Linn County Supervisors to Appeal DNR Hog Confinement Decision
By Rick Smith, Reporter
CEDAR RAPIDS — The Linn County Board of Supervisors will exercise its option and demand that a state commission hear the board’s appeal of an Iowa Department of Natural Resources’ decision to grant a Center Point farmer a draft permit to build a confinement building for 4,160 hogs.
After a public hearing on the matter on Tuesday morning, four of the five supervisors said they will take advantage of the option to appeal the DNR’s decision to the Iowa Environmental Protection Commission as set out in state law.
Supervisors John Harris, Linda Langston, Lu Barron and Ben Rogers said they would demand the hearing, while Supervisor Brent Oleson said he will vote against the idea when the supervisors formally vote on the matter on Wednesday.

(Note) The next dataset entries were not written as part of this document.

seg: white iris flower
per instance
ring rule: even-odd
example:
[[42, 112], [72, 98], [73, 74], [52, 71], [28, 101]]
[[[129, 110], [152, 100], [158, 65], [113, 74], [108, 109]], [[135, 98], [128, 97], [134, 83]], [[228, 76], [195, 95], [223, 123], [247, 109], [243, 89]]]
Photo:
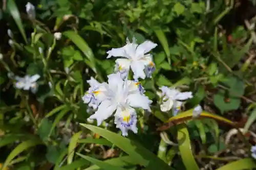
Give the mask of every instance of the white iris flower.
[[88, 80], [87, 83], [91, 87], [82, 96], [82, 100], [84, 103], [89, 104], [89, 107], [96, 109], [102, 100], [101, 96], [104, 96], [104, 92], [106, 90], [105, 87], [106, 83], [100, 83], [93, 77], [91, 78], [91, 80]]
[[120, 129], [122, 135], [124, 136], [128, 135], [128, 130], [131, 130], [134, 133], [138, 132], [137, 127], [137, 114], [135, 109], [129, 107], [123, 110], [118, 108], [115, 115], [115, 124], [116, 127]]
[[37, 74], [32, 76], [26, 75], [24, 78], [16, 76], [15, 79], [17, 82], [15, 84], [15, 87], [17, 89], [23, 89], [25, 90], [29, 90], [30, 89], [31, 92], [35, 93], [38, 89], [36, 81], [39, 78], [40, 76]]
[[[116, 60], [115, 71], [120, 72], [122, 78], [124, 79], [127, 77], [131, 67], [134, 73], [134, 79], [139, 78], [144, 79], [146, 76], [151, 77], [151, 74], [155, 70], [152, 55], [147, 53], [157, 45], [157, 44], [151, 41], [145, 41], [138, 45], [136, 43], [134, 37], [132, 43], [127, 39], [126, 44], [124, 46], [112, 48], [107, 52], [106, 53], [109, 55], [107, 58], [112, 56], [124, 58]], [[144, 71], [144, 69], [146, 75]]]
[[29, 18], [31, 19], [35, 19], [35, 6], [31, 3], [28, 2], [26, 5], [26, 11], [28, 14]]
[[[150, 105], [152, 101], [141, 94], [136, 82], [124, 81], [120, 73], [111, 74], [108, 78], [108, 84], [104, 86], [105, 90], [99, 92], [102, 94], [101, 99], [99, 99], [100, 104], [95, 114], [90, 118], [96, 119], [99, 126], [115, 112], [117, 126], [120, 128], [120, 126], [124, 125], [122, 122], [126, 122], [126, 126], [123, 126], [123, 128], [130, 129], [130, 127], [132, 128], [132, 125], [136, 125], [137, 121], [134, 116], [134, 108], [142, 108], [151, 111]], [[135, 129], [133, 130], [136, 131]], [[123, 129], [121, 130], [124, 132]]]
[[175, 88], [169, 88], [166, 86], [162, 86], [160, 89], [162, 90], [160, 95], [163, 97], [163, 103], [160, 105], [160, 109], [163, 112], [170, 110], [174, 106], [176, 109], [179, 109], [180, 108], [180, 110], [182, 102], [179, 101], [184, 101], [193, 97], [190, 91], [181, 92]]

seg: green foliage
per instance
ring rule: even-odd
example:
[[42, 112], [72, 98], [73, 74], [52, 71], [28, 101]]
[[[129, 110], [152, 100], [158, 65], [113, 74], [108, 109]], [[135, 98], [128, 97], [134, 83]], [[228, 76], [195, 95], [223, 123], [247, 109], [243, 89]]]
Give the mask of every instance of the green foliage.
[[[244, 134], [255, 128], [256, 68], [254, 54], [247, 57], [255, 47], [254, 23], [247, 30], [230, 22], [235, 1], [38, 0], [31, 2], [35, 19], [27, 3], [8, 0], [0, 10], [0, 170], [255, 168], [252, 158], [242, 159], [254, 144], [237, 135], [232, 142], [245, 144], [233, 148], [224, 142], [230, 127], [219, 126], [244, 126]], [[88, 118], [96, 110], [82, 98], [87, 80], [106, 82], [114, 72], [117, 58], [106, 59], [106, 52], [126, 37], [157, 46], [148, 53], [152, 78], [139, 80], [152, 113], [136, 108], [138, 133], [123, 137], [113, 116], [95, 126]], [[40, 77], [28, 90], [17, 87], [18, 77], [34, 75]], [[160, 94], [163, 86], [192, 92], [181, 111], [200, 105], [215, 114], [178, 112], [176, 119], [176, 103], [163, 111], [169, 102]], [[244, 125], [234, 123], [247, 117]], [[173, 117], [165, 133], [156, 132]], [[227, 161], [236, 149], [245, 151], [234, 155], [241, 159]]]

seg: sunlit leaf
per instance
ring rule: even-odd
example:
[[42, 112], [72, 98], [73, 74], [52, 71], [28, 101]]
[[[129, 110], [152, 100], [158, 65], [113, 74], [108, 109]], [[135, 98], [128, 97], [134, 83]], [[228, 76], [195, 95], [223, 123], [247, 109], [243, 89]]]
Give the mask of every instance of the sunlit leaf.
[[20, 153], [31, 147], [34, 147], [41, 143], [41, 141], [39, 140], [27, 140], [21, 143], [14, 148], [14, 149], [13, 149], [9, 154], [7, 158], [6, 158], [5, 163], [4, 163], [4, 165], [3, 165], [2, 168], [4, 168], [7, 167], [7, 166], [10, 164], [12, 159], [13, 159], [13, 158], [14, 158]]
[[177, 139], [181, 159], [187, 169], [200, 169], [191, 150], [189, 135], [187, 128], [180, 125], [178, 126]]
[[7, 8], [12, 15], [13, 19], [17, 25], [20, 33], [22, 34], [22, 37], [24, 39], [24, 40], [26, 43], [27, 37], [26, 36], [25, 31], [24, 28], [23, 28], [23, 24], [22, 23], [22, 19], [20, 18], [20, 14], [18, 11], [18, 9], [17, 8], [17, 6], [14, 0], [8, 0], [7, 1]]
[[82, 134], [82, 131], [76, 133], [73, 135], [72, 137], [70, 139], [70, 142], [69, 145], [69, 150], [68, 155], [68, 163], [70, 164], [72, 162], [73, 157], [75, 154], [75, 148], [76, 147], [76, 144], [80, 138], [81, 134]]
[[125, 169], [117, 166], [115, 166], [111, 164], [108, 163], [107, 162], [98, 160], [96, 159], [94, 159], [89, 157], [88, 156], [83, 155], [79, 153], [76, 153], [77, 155], [80, 156], [81, 157], [91, 162], [93, 164], [97, 165], [97, 166], [104, 169], [106, 170], [125, 170]]
[[244, 158], [230, 162], [216, 170], [243, 170], [256, 168], [256, 163], [251, 158]]
[[153, 153], [135, 141], [104, 129], [90, 125], [82, 124], [80, 125], [105, 138], [129, 154], [135, 162], [143, 165], [148, 169], [172, 169]]

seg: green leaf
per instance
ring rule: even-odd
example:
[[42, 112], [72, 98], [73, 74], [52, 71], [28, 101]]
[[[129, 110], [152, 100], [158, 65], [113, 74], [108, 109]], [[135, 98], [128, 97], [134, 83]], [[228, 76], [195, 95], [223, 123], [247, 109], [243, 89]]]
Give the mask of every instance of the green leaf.
[[109, 140], [131, 156], [135, 162], [142, 165], [148, 169], [173, 169], [163, 160], [135, 141], [98, 127], [80, 125]]
[[201, 120], [204, 124], [207, 125], [210, 130], [214, 131], [215, 142], [216, 143], [218, 142], [220, 136], [220, 129], [219, 129], [218, 123], [215, 120], [211, 118], [205, 118]]
[[206, 142], [206, 134], [205, 134], [204, 125], [200, 120], [195, 120], [194, 122], [199, 130], [199, 135], [202, 140], [202, 143], [205, 144]]
[[96, 73], [95, 57], [92, 49], [87, 43], [77, 33], [73, 31], [67, 31], [63, 33], [63, 35], [69, 38], [86, 55], [90, 61], [87, 64]]
[[203, 8], [202, 8], [200, 4], [193, 3], [191, 4], [191, 12], [198, 13], [201, 14], [203, 13]]
[[156, 54], [154, 59], [156, 65], [158, 66], [159, 65], [160, 65], [163, 61], [164, 61], [165, 58], [165, 54], [163, 52]]
[[83, 60], [83, 58], [82, 55], [81, 55], [81, 53], [78, 51], [75, 51], [75, 54], [74, 54], [73, 56], [73, 59], [74, 60], [76, 61], [82, 61]]
[[12, 143], [17, 140], [28, 140], [34, 137], [34, 136], [26, 134], [8, 134], [1, 137], [0, 140], [0, 148], [8, 144]]
[[56, 117], [55, 119], [54, 119], [54, 122], [53, 122], [53, 124], [52, 124], [52, 127], [51, 128], [51, 130], [50, 131], [50, 133], [49, 134], [49, 136], [50, 136], [52, 133], [53, 132], [53, 130], [54, 130], [54, 128], [56, 127], [57, 124], [59, 123], [59, 121], [60, 121], [60, 119], [61, 118], [62, 118], [64, 115], [68, 113], [68, 112], [69, 111], [69, 108], [68, 107], [66, 108], [65, 109], [63, 109], [62, 110], [61, 110], [58, 115]]
[[223, 90], [219, 90], [218, 93], [214, 95], [214, 104], [220, 109], [221, 112], [236, 110], [240, 106], [241, 100], [239, 98], [231, 97], [229, 101], [225, 101], [225, 97]]
[[256, 168], [255, 161], [251, 158], [244, 158], [225, 165], [216, 170], [243, 170]]
[[75, 170], [79, 167], [89, 165], [90, 163], [90, 162], [85, 161], [84, 159], [81, 159], [75, 160], [70, 164], [61, 166], [60, 168], [58, 168], [58, 170]]
[[57, 107], [56, 107], [56, 108], [53, 109], [52, 111], [51, 111], [50, 112], [49, 112], [46, 115], [45, 117], [50, 117], [50, 116], [52, 116], [53, 115], [54, 115], [54, 114], [55, 114], [57, 112], [58, 112], [58, 111], [60, 111], [60, 110], [61, 110], [62, 109], [65, 109], [66, 108], [67, 108], [67, 106], [66, 105], [60, 105], [59, 106], [58, 106]]
[[[246, 53], [248, 52], [251, 43], [252, 43], [252, 38], [251, 38], [248, 42], [245, 45], [243, 45], [243, 48], [242, 48], [240, 51], [232, 51], [232, 56], [229, 56], [229, 57], [227, 57], [226, 60], [224, 60], [224, 62], [226, 62], [227, 65], [229, 67], [232, 68], [239, 62], [239, 61], [241, 60], [242, 57], [244, 56]], [[232, 60], [230, 60], [230, 57], [232, 57]]]
[[22, 34], [22, 37], [24, 39], [26, 43], [27, 43], [27, 37], [26, 36], [25, 31], [24, 28], [23, 28], [23, 25], [22, 23], [22, 19], [20, 18], [20, 14], [18, 11], [17, 6], [14, 0], [8, 0], [7, 1], [7, 8], [9, 11], [11, 13], [13, 19], [17, 25], [20, 33]]
[[46, 140], [48, 138], [48, 135], [51, 131], [51, 128], [52, 123], [47, 118], [44, 118], [41, 121], [40, 125], [37, 130], [37, 134], [43, 141]]
[[106, 162], [98, 160], [96, 159], [94, 159], [93, 158], [91, 158], [90, 157], [89, 157], [88, 156], [85, 156], [83, 155], [82, 154], [80, 154], [79, 153], [76, 153], [77, 155], [80, 156], [81, 157], [83, 158], [83, 159], [85, 159], [91, 162], [93, 164], [95, 164], [95, 165], [98, 165], [98, 166], [100, 167], [102, 169], [105, 169], [105, 170], [125, 170], [125, 169], [117, 166], [115, 166], [111, 164], [108, 163]]
[[187, 128], [184, 125], [178, 126], [177, 139], [181, 159], [187, 169], [200, 169], [191, 150], [190, 140]]
[[245, 132], [248, 131], [249, 128], [250, 128], [250, 127], [255, 120], [256, 120], [256, 108], [254, 108], [252, 110], [251, 115], [249, 116], [249, 118], [244, 126], [244, 129]]
[[38, 144], [40, 144], [41, 143], [41, 142], [39, 140], [30, 140], [25, 141], [18, 145], [15, 148], [14, 148], [14, 149], [13, 149], [11, 152], [10, 154], [9, 154], [7, 158], [4, 163], [4, 165], [3, 165], [3, 167], [2, 167], [2, 169], [4, 169], [8, 165], [9, 165], [12, 159], [13, 159], [13, 158], [14, 158], [20, 153], [29, 149], [29, 148], [34, 147]]
[[159, 76], [157, 81], [157, 84], [158, 86], [170, 86], [172, 85], [170, 81], [163, 75], [160, 75]]
[[225, 146], [224, 142], [220, 140], [218, 142], [210, 145], [208, 147], [207, 150], [210, 154], [214, 154], [218, 151], [225, 149]]
[[95, 143], [109, 147], [113, 145], [112, 143], [104, 138], [94, 139], [93, 138], [87, 138], [86, 139], [80, 139], [78, 140], [78, 143]]
[[[134, 164], [134, 161], [130, 156], [125, 156], [119, 158], [112, 158], [106, 160], [104, 162], [113, 165], [118, 166], [124, 166]], [[84, 170], [98, 170], [102, 168], [97, 165], [93, 165]]]
[[162, 30], [158, 29], [154, 30], [155, 33], [156, 34], [158, 40], [161, 43], [161, 44], [163, 46], [164, 52], [167, 56], [167, 59], [168, 60], [168, 63], [170, 64], [170, 50], [169, 49], [169, 45], [168, 45], [168, 41], [167, 40], [166, 37], [164, 35], [164, 33]]
[[245, 85], [240, 79], [233, 76], [229, 77], [223, 83], [229, 86], [230, 95], [240, 96], [244, 94]]
[[167, 62], [164, 62], [161, 64], [159, 66], [161, 67], [162, 68], [165, 69], [166, 70], [170, 70], [172, 68], [170, 68], [170, 64], [168, 64]]
[[55, 164], [65, 149], [66, 145], [63, 143], [60, 143], [59, 146], [58, 145], [48, 145], [46, 155], [47, 160], [49, 162]]
[[183, 85], [189, 85], [191, 82], [191, 79], [187, 78], [184, 77], [184, 78], [181, 79], [176, 82], [175, 84], [172, 86], [172, 87], [176, 87], [177, 86], [181, 86]]
[[178, 15], [180, 15], [185, 11], [185, 7], [181, 3], [177, 3], [174, 5], [174, 10], [177, 13]]
[[193, 106], [200, 104], [200, 102], [204, 98], [206, 95], [205, 91], [203, 86], [199, 86], [197, 91], [194, 94], [193, 98], [189, 100]]
[[75, 154], [75, 149], [81, 134], [82, 131], [76, 133], [70, 139], [68, 152], [68, 164], [71, 164], [72, 162], [73, 157]]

In June, on the same 4-1 vote, the supervisors sent a letter to the DNR opposing farmer Matt Ditch’s request for a state construction permit to expand his father’s 300-hog hog nursery into a confinement operation that will feed 4,160 hogs at a time for market.
Last week, the DNR granted Ditch a draft construction permit to build the facility at the family farm, 4853 West Otter Rd.
In the permit process, the supervisors have 14 days to announce their intention to file an appeal and 30 days to file the appeal.
Les Beck, the county’s director of planning and development, told the supervisors on Tuesday that they have the ability to appeal the DNR’s draft construction permit and to ask the Environmental Protection Commission to place conditions on the construction should the commission permit the construction.
Beck noted that the commission can only deny the construction permit if the construction plan fails to meet Iowa law, and Beck said he and his staff believe that the plan meets Iowa law.
About 20 neighbors were at the supervisors’ meeting on Tuesday to ask the supervisors to take advantage of their appeal right to fight the Ditch plans.
Ditch is working with Maschhoff Pork of Carlyle, Ill., and the firm’s Samantha DeWitt told supervisors that the DNR has abided by state law in granting the draft construction permit and that the Ditch plan meets the state requirements.
Ditch has retooled an earlier proposal, which called for a confinement operation with 5,661 hogs.
Ditch also has told the supervisors and neighbors that he will employ an odor-control system at the confinement building, will plant trees around it and will inject the hog manure into farm fields and not spread it on top of fields.
Linn County has 16 hog confinement facilities, 14 with manure management plans, the DNR has reported.